America’s self-inflicted economic problem

At a time when the whole world is waiting for the second Obama administration to show more leadership in global affairs, the mood in Washington is full of gloom and doom because of the approaching budgetary crisis. It is hard to understand why the US will soon have to implement automatic cuts in federal spending, unless you are familiar with the austerity narrative versus the “growth and spending” club.

The Republicans in Congress are firmly in the austerity camp. A bit of history about John Maynard Keynes is necessary to understand the Democrat's position. Keynes, the most influential economist of the 20th century, proved that the main goal of governments facing recessions should be to stimulate the economy. This was the main lesson of the Great Depression of the 1930s, during which Western governments exacerbated the recession by tightening fiscal and monetary policy in order to balance the budget. The logic of the governments was to calm the markets instead of stimulating demand. Keynes, however, prioritized the real economy instead of the markets dominated by what he called “animal spirits.” He insisted that it was necessary to stimulate the economy by government spending in times of stagnation. This required counter-cyclical fiscal expansion. Fiscal expansion and increased spending eventually would revive aggregate demand and put an end to unemployment and recession.

History proved Keynes right during and after the Depression. The post-World War II order led to the supremacy of Keynesian economics. In fact, the period from 1945 to 1975 is often referred to as the “Keynesian consensus” -- a consensus based on a legitimate role for government spending and a commitment to the welfare state, full employment and economic growth. This 30-year supremacy came to an end because of inflation. The Keynesian consensus unraveled in the mid-1970s because of the oil shock that quadrupled energy prices from 1973 to 1979. This external shock to Western economies created high inflation and slowed down the economy. Despite considerable fiscal expansion, a combination of stagnation and inflation -- “stagflation” as the economists called it -- became the norm in the late 1970s both in Europe and the US.

The result was the emergence of Milton Friedman and his monetarist paradigm. Friedman's Chicago School argued that what the world needed was a return to basic free-market principles with laissez-faire capitalism. Sound budgets and smaller, less interventionist governments had to roll back the welfare state and its addiction to fiscal expansion. There was also a preference for monetary policy and supply-side economics over fiscal policy and demand stimulation in order to tame inflation. With Ronald Reagan in the US and Margaret Thatcher in the UK, Friedman's monetarism found its political testing ground. Under Thatcher and Reagan, Anglo-Saxon capitalism based on the principles of Adam Smith made a spectacular comeback.

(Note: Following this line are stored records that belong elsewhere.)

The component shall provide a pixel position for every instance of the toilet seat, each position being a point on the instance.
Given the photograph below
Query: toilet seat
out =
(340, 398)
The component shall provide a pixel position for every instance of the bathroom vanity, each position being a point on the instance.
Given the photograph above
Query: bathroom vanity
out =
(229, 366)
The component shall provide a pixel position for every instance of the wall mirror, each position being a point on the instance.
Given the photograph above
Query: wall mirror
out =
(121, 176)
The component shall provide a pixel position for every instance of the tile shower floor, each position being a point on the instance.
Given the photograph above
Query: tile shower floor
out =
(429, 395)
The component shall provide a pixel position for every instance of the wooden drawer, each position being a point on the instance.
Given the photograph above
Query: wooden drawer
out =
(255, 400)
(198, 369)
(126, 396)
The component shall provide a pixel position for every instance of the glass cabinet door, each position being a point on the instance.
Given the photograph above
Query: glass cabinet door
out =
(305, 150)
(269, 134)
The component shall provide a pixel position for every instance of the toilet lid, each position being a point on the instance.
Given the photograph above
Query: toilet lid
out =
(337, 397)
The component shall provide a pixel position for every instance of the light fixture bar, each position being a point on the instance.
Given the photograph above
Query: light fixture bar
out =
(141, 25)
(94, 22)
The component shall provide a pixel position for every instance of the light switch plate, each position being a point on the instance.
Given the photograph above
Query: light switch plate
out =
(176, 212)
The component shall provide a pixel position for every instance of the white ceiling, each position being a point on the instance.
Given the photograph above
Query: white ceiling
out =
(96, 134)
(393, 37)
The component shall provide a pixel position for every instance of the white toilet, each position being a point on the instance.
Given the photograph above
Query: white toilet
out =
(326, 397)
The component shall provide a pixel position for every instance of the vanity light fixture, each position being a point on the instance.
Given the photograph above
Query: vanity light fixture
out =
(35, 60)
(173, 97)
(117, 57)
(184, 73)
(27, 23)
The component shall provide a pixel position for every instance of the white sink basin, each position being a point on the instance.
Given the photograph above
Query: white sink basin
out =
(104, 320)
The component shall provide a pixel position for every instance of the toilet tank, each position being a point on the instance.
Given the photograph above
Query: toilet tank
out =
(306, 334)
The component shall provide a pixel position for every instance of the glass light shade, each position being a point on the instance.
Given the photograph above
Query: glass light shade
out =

Today the Republican Party, in particular the Tea Party camp within Congress, makes a strong case for less government spending and more room for market dynamics. They seem totally oblivious to the fact that what saved the US economy in 2007 was once again the Keynesian dynamics of government spending. First under Bush and later under the Obama administration, a strong stimulus package saved the US financial and banking sector from total collapse. It was nothing less than Keynesian economics that stopped the current recession from turning into a “great depression.”

The Republican Party needs to understand that cutting the deficit is not an economic policy in itself. America needs growth now. It can address the deficit once the economy starts growing again. The Clinton era during the 1990s proved this is feasible. The decision to go for sequestration now with across-the-board spending cuts will slow down the economy right when things are slowly picking up. America cannot and will not show global leadership as long as it is plagued by bad economic policies and self-inflicted wounds.